It doesn't look like it, but the girl in the illustration above has two gray eyes. (And some vicious-looking fingernails.) This is due to the "opponent process" our brain uses to interpret signals from photoreceptors in our eyes--a process that sometimes produces weird and counterintuitive visual results. There are more illusions with full explanations in Scientific American's "Colors Out of Space" slideshow. Link
Image: Akiyoshi Kitaoka
anyway, are you colorblind? I ask only because I truly "see" one blue eyes. I had to copy the image into Paint and delete the red portions before I could believe it is grey.

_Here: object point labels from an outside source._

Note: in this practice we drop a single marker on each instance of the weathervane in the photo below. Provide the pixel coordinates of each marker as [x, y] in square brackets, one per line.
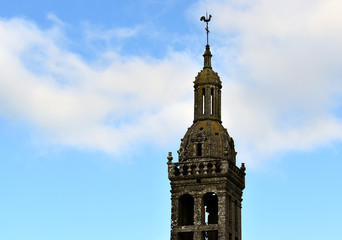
[207, 20]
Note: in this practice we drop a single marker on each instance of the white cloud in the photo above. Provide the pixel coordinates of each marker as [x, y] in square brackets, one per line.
[71, 102]
[279, 62]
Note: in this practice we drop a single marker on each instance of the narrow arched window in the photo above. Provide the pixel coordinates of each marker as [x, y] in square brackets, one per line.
[210, 202]
[186, 210]
[203, 100]
[199, 149]
[212, 101]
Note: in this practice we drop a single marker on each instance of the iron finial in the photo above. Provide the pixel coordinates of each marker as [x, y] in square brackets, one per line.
[206, 20]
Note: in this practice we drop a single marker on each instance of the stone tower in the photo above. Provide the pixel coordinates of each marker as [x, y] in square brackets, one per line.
[206, 184]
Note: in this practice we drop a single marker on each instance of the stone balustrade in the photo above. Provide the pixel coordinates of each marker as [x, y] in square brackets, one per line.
[194, 168]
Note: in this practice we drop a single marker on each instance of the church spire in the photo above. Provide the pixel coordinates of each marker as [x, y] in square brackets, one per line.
[207, 54]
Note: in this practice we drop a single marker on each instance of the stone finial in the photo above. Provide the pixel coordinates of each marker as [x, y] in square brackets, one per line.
[169, 157]
[243, 168]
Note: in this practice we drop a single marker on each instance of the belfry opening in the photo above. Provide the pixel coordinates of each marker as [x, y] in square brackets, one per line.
[206, 184]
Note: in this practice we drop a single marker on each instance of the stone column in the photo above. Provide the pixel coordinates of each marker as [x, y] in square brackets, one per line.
[223, 203]
[198, 215]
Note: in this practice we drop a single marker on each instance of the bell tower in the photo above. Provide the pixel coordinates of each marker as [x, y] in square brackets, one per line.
[206, 184]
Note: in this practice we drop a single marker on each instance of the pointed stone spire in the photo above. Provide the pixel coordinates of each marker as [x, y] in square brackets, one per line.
[207, 57]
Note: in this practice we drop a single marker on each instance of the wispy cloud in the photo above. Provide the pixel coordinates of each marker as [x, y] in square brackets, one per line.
[280, 63]
[112, 109]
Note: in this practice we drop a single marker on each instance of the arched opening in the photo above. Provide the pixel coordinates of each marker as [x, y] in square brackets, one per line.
[212, 101]
[199, 149]
[185, 236]
[210, 202]
[210, 235]
[186, 210]
[203, 100]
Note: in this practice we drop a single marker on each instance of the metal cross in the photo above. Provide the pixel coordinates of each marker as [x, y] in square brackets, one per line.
[207, 20]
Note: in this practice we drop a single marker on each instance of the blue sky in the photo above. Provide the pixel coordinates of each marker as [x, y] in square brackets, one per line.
[93, 94]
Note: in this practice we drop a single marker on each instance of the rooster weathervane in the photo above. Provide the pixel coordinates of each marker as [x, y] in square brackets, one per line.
[206, 20]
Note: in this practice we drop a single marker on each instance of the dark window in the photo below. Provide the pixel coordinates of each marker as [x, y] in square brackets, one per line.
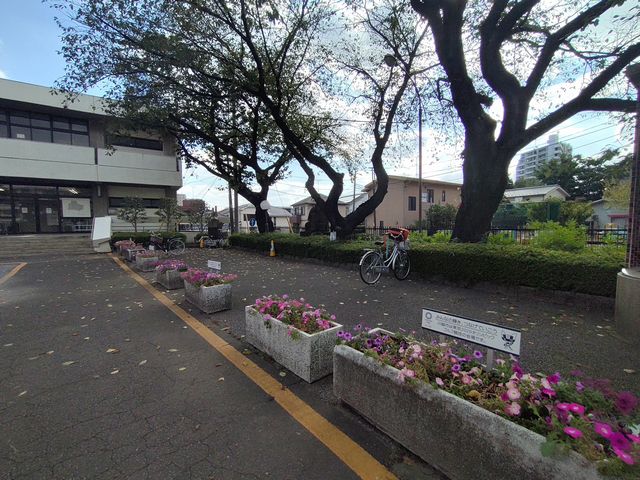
[21, 133]
[429, 195]
[134, 142]
[41, 135]
[61, 137]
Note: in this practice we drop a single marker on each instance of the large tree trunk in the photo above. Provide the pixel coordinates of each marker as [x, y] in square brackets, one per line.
[485, 179]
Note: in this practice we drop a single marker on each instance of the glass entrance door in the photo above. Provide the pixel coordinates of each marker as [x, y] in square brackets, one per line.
[24, 211]
[48, 215]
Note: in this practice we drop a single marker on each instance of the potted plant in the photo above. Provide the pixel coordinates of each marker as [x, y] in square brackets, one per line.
[442, 406]
[296, 334]
[210, 292]
[146, 260]
[168, 274]
[121, 245]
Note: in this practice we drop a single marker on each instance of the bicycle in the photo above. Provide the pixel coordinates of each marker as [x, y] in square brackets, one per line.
[374, 262]
[172, 246]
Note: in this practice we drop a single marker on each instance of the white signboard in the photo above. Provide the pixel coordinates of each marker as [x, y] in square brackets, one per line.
[76, 207]
[214, 265]
[493, 336]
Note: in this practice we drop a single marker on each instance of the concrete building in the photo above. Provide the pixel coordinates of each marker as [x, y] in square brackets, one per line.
[57, 172]
[400, 205]
[531, 159]
[536, 194]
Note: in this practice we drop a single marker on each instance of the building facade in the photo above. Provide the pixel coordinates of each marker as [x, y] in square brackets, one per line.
[400, 205]
[530, 160]
[63, 163]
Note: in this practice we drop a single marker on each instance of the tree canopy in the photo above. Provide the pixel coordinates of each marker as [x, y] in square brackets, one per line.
[515, 69]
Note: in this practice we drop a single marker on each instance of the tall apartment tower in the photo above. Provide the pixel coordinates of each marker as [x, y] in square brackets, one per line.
[531, 159]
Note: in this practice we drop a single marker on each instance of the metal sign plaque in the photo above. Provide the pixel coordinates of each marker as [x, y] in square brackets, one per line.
[482, 333]
[214, 265]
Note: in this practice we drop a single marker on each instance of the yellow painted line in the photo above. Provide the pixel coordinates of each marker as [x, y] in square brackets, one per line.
[13, 271]
[351, 454]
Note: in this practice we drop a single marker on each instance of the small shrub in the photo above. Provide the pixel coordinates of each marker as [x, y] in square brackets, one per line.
[553, 236]
[502, 238]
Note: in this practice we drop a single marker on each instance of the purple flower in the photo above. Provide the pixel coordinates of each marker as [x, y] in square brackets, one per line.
[572, 432]
[626, 402]
[554, 379]
[619, 441]
[603, 429]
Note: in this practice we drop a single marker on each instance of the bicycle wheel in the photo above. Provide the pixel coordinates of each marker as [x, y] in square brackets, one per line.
[401, 265]
[175, 246]
[370, 267]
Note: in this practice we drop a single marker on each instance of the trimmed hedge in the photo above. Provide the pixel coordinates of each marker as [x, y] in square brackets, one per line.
[466, 263]
[143, 237]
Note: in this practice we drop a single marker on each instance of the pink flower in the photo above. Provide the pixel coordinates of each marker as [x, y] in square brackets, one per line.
[513, 394]
[603, 429]
[572, 432]
[406, 373]
[577, 408]
[624, 456]
[513, 409]
[550, 392]
[626, 402]
[619, 441]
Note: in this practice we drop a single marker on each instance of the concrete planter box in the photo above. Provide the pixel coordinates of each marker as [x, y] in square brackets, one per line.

Or to put it another way, if I shot an actual image of an actual house with an aggressive red filter and I found some random blue object (say, a watering can) to be rendered as gray in the final image, could I legitimately claim that I produced an amazing optical illusion because the watering can appears blue but is in fact gray? No, I could not, because my "grey" watering can was in fact blue, and my photo was not an optical illusion. Therefore this is not an optical illusion either, because the left eye is actually blue.
So no, this isn't just a case of me trying to admit that I'm not fooled by optical illusions.
The optical illusion still kind of worked though b/c the grey did start to show more once I got rid of all of the red.
Anyway, the effect is very real indeed, there are a lot of similar examples to be found on the net (or in the original article).
So.. pixels -> grey; what you see -> blue. Hence: optical illusion.
By the way, to all the left-eye-greyness-deniers, the left eye is grey. It just is, you know it, everybody who can use MS paint knows it, and trying to find bluish pixels is missing the point.
An optical illusion is when you're deceived into thinking that two lines have different lengths when in fact they have the same length; or when you're deceived into thinking something is moving when in reality it's static -- but when you're being "deceived" into thinking that something is blue when in reality it actually is blue... not much of an illusion.
Also, the eye is indeed a bit greenish, which is indicative of the fact that whoever created this image probably did exactly what I described in my watering can example above: I guess they actually painted the eye blue, and then fiddled with a red filter until they reached the point where the filter approximated grey for the eye. If the "illusion" had been constructed cleanly then there would've been no color spill (as proper, geometrical illusions are constructed, like the other three in the gallery mentioned in the post).
For a complete explanation pick up one of these books (they all explain it): The Engine of Reason The Seat of the Soul by Paul Churchland, Brain-Wise by Pat Churchland, The Astonishing Hypothesis: The Scientific Search for the Soul by Francis Crick, The Quest for Consciousness: A Neurobiological Approach by Christoph Koch.
There is also a video called The Neuroscience of Nothing which explains contrast luminosity, but the simplest way of explaining any of this kind of thing is to point to the completely relative nature of everything that the human mind produces. Color is not a concrete empiric quality, but is a relative continuum generated by your mind. Just like... your idea of your self and your idea of an actually existing objective world.